The extensions were added to the part of the gallery which is situated in Whitworth Park. You can imagine what a beautiful combination ended up being created by placing one stainless still and one glass wing against this 19th century building, part of the University of Manchester. The gallery was doubled in size with the addition of the two wings, creating space for storage and learning spaces.
Back-of-house facilities were created in the north wing, such as art handling facilities and a loading bay, as well as much needed lifts to deliver art to the three levels of the existing gallery building.
A beautiful glazed cafe with its terrace overlooking the park is linked to through a glass promenade, which has become a space for large-scale sculptures and landscape art. You can imagine how essential and beautiful the natural light is for these pieces of art. The gallery allows the art works to really interact with the natural surrounding and provides interesting visual connections within the building inviting in the landscape and connecting it with the building’s interior.
The landscape architect, Sarah Price, designed two spaces of landscaping which she named the Orchard Garden and Art Garden. Inaugurated this June, Art Garden displays more than 90 sculptures and offers various walks, workshops and festivals to visitors.
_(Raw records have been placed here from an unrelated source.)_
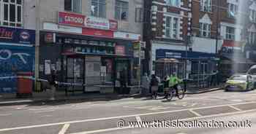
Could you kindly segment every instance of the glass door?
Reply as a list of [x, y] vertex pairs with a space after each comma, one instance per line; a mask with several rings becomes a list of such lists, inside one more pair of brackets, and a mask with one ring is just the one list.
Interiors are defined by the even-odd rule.
[[[84, 84], [84, 59], [67, 58], [67, 82], [80, 84], [75, 90], [83, 90]], [[71, 87], [69, 87], [71, 88]]]

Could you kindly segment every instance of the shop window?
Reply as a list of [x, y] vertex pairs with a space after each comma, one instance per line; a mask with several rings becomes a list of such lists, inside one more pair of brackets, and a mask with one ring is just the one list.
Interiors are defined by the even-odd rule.
[[81, 12], [81, 0], [65, 0], [64, 9], [66, 11], [70, 11], [74, 12]]
[[238, 5], [234, 4], [228, 4], [228, 17], [236, 17], [238, 14]]
[[166, 4], [169, 6], [181, 7], [181, 0], [166, 0]]
[[250, 44], [256, 44], [256, 32], [249, 33], [249, 42]]
[[92, 16], [106, 17], [105, 0], [91, 0], [91, 14]]
[[211, 25], [200, 23], [200, 35], [201, 37], [211, 37]]
[[22, 26], [22, 0], [0, 1], [0, 24], [11, 27]]
[[115, 18], [121, 20], [128, 20], [129, 3], [122, 1], [116, 1]]

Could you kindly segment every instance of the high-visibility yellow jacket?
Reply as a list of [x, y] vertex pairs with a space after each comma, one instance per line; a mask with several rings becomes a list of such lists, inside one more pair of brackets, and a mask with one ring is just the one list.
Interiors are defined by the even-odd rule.
[[169, 80], [169, 87], [173, 87], [174, 85], [180, 83], [181, 80], [178, 79], [176, 76], [170, 75]]

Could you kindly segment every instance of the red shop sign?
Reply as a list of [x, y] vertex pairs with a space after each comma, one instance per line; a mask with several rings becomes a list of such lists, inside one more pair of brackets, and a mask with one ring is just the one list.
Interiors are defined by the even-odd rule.
[[116, 54], [124, 55], [125, 55], [125, 47], [124, 46], [118, 46], [116, 45], [115, 47]]
[[59, 12], [59, 24], [83, 26], [84, 20], [85, 16], [82, 15]]
[[94, 29], [89, 28], [83, 28], [82, 34], [86, 36], [97, 36], [101, 37], [113, 38], [113, 32], [111, 31], [105, 31], [100, 29]]

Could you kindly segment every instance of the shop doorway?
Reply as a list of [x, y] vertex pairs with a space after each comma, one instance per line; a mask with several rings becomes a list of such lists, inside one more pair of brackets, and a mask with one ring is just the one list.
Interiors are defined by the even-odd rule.
[[66, 82], [81, 85], [68, 87], [68, 90], [84, 91], [84, 87], [82, 86], [85, 83], [84, 58], [67, 58], [66, 62]]

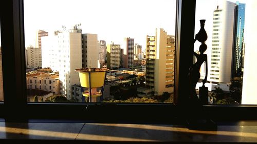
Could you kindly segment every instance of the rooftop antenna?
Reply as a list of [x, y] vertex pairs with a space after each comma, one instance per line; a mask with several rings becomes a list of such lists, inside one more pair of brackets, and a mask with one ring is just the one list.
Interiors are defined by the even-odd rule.
[[65, 26], [62, 26], [62, 27], [63, 28], [63, 31], [66, 30], [66, 27], [65, 27]]

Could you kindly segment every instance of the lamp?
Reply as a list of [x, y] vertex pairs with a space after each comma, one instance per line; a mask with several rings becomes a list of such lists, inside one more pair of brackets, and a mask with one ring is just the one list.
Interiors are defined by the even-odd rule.
[[89, 97], [89, 102], [97, 102], [97, 98], [103, 95], [104, 81], [108, 70], [105, 68], [82, 68], [75, 70], [79, 73], [80, 85], [86, 88], [82, 95]]

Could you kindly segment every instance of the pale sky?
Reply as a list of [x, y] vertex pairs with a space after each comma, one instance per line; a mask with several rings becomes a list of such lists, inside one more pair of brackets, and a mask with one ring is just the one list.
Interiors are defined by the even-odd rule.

Three barrel-vaulted ceilings from the existing building were renovated over the exhibition spaces, and an Edwardian staircase was reopened connecting the grand all and the first floor of the gallery. A visual connection between the connecting gallery and the new exhibition space is created through a large central window in the existing building. In 2014, the Whitworth was reopened to the public, displaying pieces from the gallery’s permanent collection which is made up of over 55,000 contemporary and historical works (paintings, sculptures, drawings..). An exhibition by Cornelia Parker, British installation artist and sculptor, was also on view.
Grants from the Heritage Lottery Fund and the University of Manchester helped make the renovation come to life, with additional support by the Arts Council England to enable to to improve the entrance and creating a sculpture terrace. It is no wonder that in 2015 the Whitworth was awarded the Museum of the Year prize by the Art Fund, the largest arts award in Britain and the biggest museum prize in the world. It praised the museum to have best demonstrated excellence, innovation and imagination. We extend our heartfelt congratulations to the museum team and look forward to many more exciting news from the Whitworth. In the meantime we encourage you to explore this incredible art venue!